Even before the roar faded, a countervailing “Boo!” went up. The cheering immediately resurged to drown it out.
It was easy to spot the source of the opposing cry: a white tumor in a sea of Meltian red. Instead of the Meltian torch, their banners and clothing displayed a vertical black line with two smaller lines splitting off from it near the bottom at a downward angle, like an inverted leafless tree, on a white background. A cordon of Meltian Guardsmen divided the protestors from the pro-Meltians, though it was unclear whom they were protecting from whom.
“Who are those people?” Taylor asked Hezekiah.
As if in response to her question, two of the protestors unfurled a white banner that read in bold font, “Protect the Human Race.”
The Human Race—the King of Cryzdeklith had mentioned them as a movement that was ideologically in the same camp as Mantradome and the Alliance.
Taylor c
hecked to make sure her Newface was secure.
“Let’s keep going,” Hezekiah said.
Taylor nodded and followed him toward the termination of Main Street at Freedom Square. As they walked, she noticed that the city’s climate control engineers were somehow beating back the mass of body heat to keep the temperature below sweltering, but the swelling of noise and pride was still powerful—almost enough to make one forget that there were other governments, conflicts and wretchedness that had come out of the post-war galaxy laid out by the Treaty of Galactica. Perhaps that was the point. Most Meltian politicians touted the Order War as a positive development, so if they were going to have a holiday about the war at all, they were going to celebrate the few good things that came out of it.

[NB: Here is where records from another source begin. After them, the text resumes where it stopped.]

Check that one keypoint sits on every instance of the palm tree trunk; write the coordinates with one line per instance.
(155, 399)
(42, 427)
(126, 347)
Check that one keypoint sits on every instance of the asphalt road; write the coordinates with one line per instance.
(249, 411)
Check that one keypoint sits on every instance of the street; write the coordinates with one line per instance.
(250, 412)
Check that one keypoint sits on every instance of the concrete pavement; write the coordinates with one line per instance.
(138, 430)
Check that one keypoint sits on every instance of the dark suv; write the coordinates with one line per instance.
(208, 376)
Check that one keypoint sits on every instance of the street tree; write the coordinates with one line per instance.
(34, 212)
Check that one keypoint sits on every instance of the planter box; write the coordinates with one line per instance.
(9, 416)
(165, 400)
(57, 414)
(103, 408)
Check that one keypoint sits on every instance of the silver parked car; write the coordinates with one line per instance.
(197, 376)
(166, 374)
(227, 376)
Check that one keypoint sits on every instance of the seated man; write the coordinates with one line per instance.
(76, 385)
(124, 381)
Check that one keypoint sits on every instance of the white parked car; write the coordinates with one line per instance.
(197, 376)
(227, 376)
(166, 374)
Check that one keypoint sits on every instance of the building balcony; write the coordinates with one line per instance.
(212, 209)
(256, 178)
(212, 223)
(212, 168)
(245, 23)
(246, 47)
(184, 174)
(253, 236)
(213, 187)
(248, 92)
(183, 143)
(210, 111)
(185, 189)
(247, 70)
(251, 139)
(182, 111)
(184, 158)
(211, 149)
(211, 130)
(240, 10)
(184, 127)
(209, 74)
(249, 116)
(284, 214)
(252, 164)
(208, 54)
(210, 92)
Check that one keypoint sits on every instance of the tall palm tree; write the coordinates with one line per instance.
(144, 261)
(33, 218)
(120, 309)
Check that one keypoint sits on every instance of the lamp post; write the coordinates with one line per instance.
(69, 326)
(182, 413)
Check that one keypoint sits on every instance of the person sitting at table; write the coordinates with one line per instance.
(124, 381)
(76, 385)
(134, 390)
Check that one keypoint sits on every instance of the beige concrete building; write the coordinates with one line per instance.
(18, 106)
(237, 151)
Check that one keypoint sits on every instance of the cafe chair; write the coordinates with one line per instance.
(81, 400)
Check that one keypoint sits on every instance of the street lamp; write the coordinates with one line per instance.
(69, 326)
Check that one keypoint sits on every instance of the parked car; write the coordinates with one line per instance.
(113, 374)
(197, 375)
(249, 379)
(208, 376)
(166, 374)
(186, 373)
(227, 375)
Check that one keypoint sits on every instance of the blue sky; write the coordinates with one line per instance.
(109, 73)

Then again, while the positive results were few, they were real. The Meltian Republic was not perfect, but it was a lot better than the GG or Kaleknar, and at least some divisions of it were trying to protect its people. Taylor tilted her head back to watch the tiny dots that were tracing out patrol patterns far above the city—Meltian Guard interceptors, ready to eliminate any attacker, regardless of whether they complied with Harrison’s narrative.
“Taylor, look, it’s the TKG.”
Taylor brought her gaze back down to the ground to see at least an entire company of TKG soldiers kneeling in a square formation in the street. As they raised their arms, hundreds of bricks pulled loose from the street around them, swirling into two pillars that quickly became the legs of a skyscraper-sized flying-brick humanoid. It lifted its arms and did a few martial arts moves to the cheering of the crowds on either side of the street. Then it reached a hand down into the crowd, all under the careful control of the soldiers, and lifted a young Meltian couple on a platform of bricks. One or both of them screamed as the brick colossus raised them higher than the tops of the surrounding towers.
Taylor laughed, clapping along with the crowd, and was about to turn back to Hezekiah when she spotted something behind the elevated couple. Six somethings, actually: starships, and not civilian ones judging by the speed at which they were traveling. At first, she thought they were another demonstration squadron, but as they approached, it became clear that they were factory-gray gunboats, not Meltian-red interceptors… and they were not headed toward the parade.